In a small brick church that had my granddaddy’s name on the cornerstone, I learned about Jesus, who told us to love each other, and who had long hair, but that was OK, because he was God and, most important, he didn’t live in my daddy’s house. God was the Father, and demanded obedience – which made sense to me, as my own father demanded obedience. I figured Jesus had been told, ‘Because I said so!” any number of times as a kid.

But more than theology, in that small church I learned about community, about being a part of some people who would cut the articles about you out of the local paper when you won the spelling bee and put them on their refrigerator and pray for you every night. About casseroles when you’re sick, about not noticing Mr. Hayes sang off-key, about celebrating small victories and going to every funeral.

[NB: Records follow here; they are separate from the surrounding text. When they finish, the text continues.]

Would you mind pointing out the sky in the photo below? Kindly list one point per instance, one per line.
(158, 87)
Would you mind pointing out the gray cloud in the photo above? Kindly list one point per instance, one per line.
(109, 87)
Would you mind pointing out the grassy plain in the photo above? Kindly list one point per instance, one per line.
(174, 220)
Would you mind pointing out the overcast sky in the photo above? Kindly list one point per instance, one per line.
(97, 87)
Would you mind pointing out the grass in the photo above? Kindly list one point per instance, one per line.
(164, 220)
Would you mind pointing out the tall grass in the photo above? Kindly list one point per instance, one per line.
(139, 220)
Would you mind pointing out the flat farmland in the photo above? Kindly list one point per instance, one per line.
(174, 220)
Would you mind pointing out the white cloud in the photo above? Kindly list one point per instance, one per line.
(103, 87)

I learned other things too. I learned that we were poor, but proud, and that we were expected to work hard, but that didn’t mean we had to like it. But I also learned that some people would look at your Black friend’s hard work and tell you he was “a credit to his race”. And that would confuse you, but not as much as trying to understand why he wasn’t allowed to spend the night at your house.

As I grew older, I learned that complicated lesson that the very people who taught me to love can be, themselves, unloving to others. That the people who taught me to be hospitable can themselves be inhospitable. It means coming to terms with the knowledge that the people who loved me into being are flawed, and fall short often of the ideals they gave me.

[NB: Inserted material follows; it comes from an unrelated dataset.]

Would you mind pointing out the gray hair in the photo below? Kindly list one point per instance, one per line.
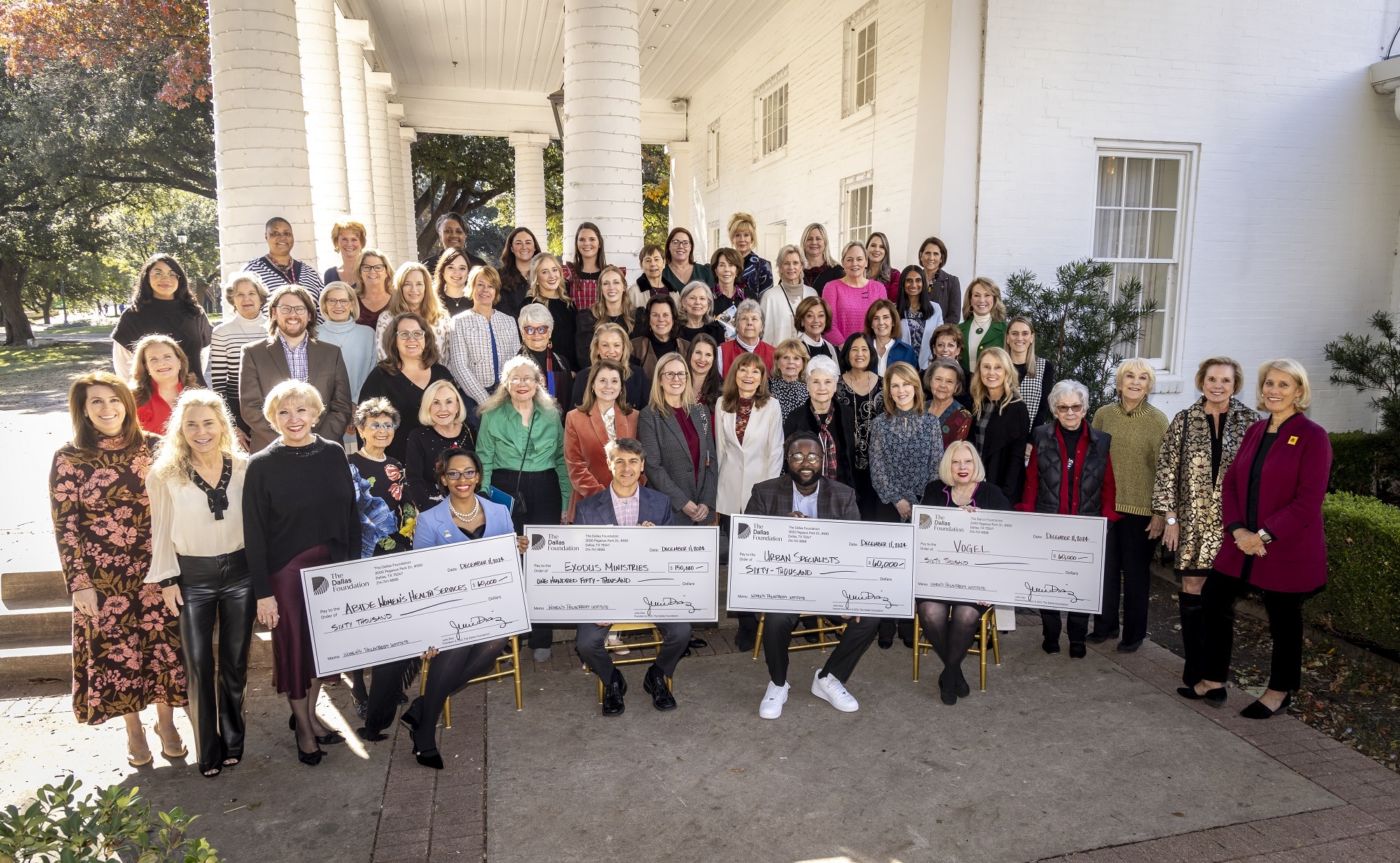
(1068, 388)
(537, 314)
(822, 363)
(747, 307)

Being a child of the Southland means feeling things fiercely, and so I learned that you stand up for people who can’t stand up for themselves, and I learned that I had responsibilities to my community. That I learned to draw the circle of community larger than my people did is not my fault but theirs, and was somewhat inevitable: After all, they are the ones who taught me that “red and yellow, black and white – they are precious in his sight. Jesus loves the little children of the world.”

They taught me that, and I believed them.

Being in and of the South while being a progressive white straight male means your liberal educated friends from North of here will watch how your state votes and will call your friends and family things like “inbred” and ‘hillbillies” and “white trash” and ask you how you stay there.

And sometimes, when you have the energy and the notion, you tell them those people are some of the kindest, best people you know, but folks in power have made them afraid in order to maintain power. That your people have been played and told that their diminishing paychecks and their insecurity and their inability to keep the land their granddaddy farmed and got 49 harvests from – that all of that is the fault not of the people who are in power, but of people who have black and brown skin and less power than even they do. And your people believe it, because scared people will believe anything that will make them less scared.

And sometimes, when you have the energy and the notion, you tell your friends from elsewhere that you stay because you love it here, and that you are not just from here but of here, and your roots run deep here, and one day you will be buried here amongst your ancestors. And that for them to ask why you don’t leave means that you are supposed to believe that there is a separation between the values you learned as a child and the values you have now, when the reality is, the person you are now is just the person you were taught to be then, only writ larger.

And for them to suggest you leave is to suggest that you cannot be the person who longs for table fellowship and church meetings and the smell of cape jasmine and the delight of sweet tea and cornbread and also be the person who fights for justice for your community and who yearns for the day we can all sit at the same table and eat cornbread and sweet tea together.

And that is not true.

Because the truth isn’t that I can be all of who I am and also be Southern – it’s that I am all of who I am because I am Southern. And to suggest I move and give up on this place and these people is to suggest I deny all of that, and that I deny them. And that I cannot do. I will not do.

Because I am lots of things – but none of those things is a hypocrite.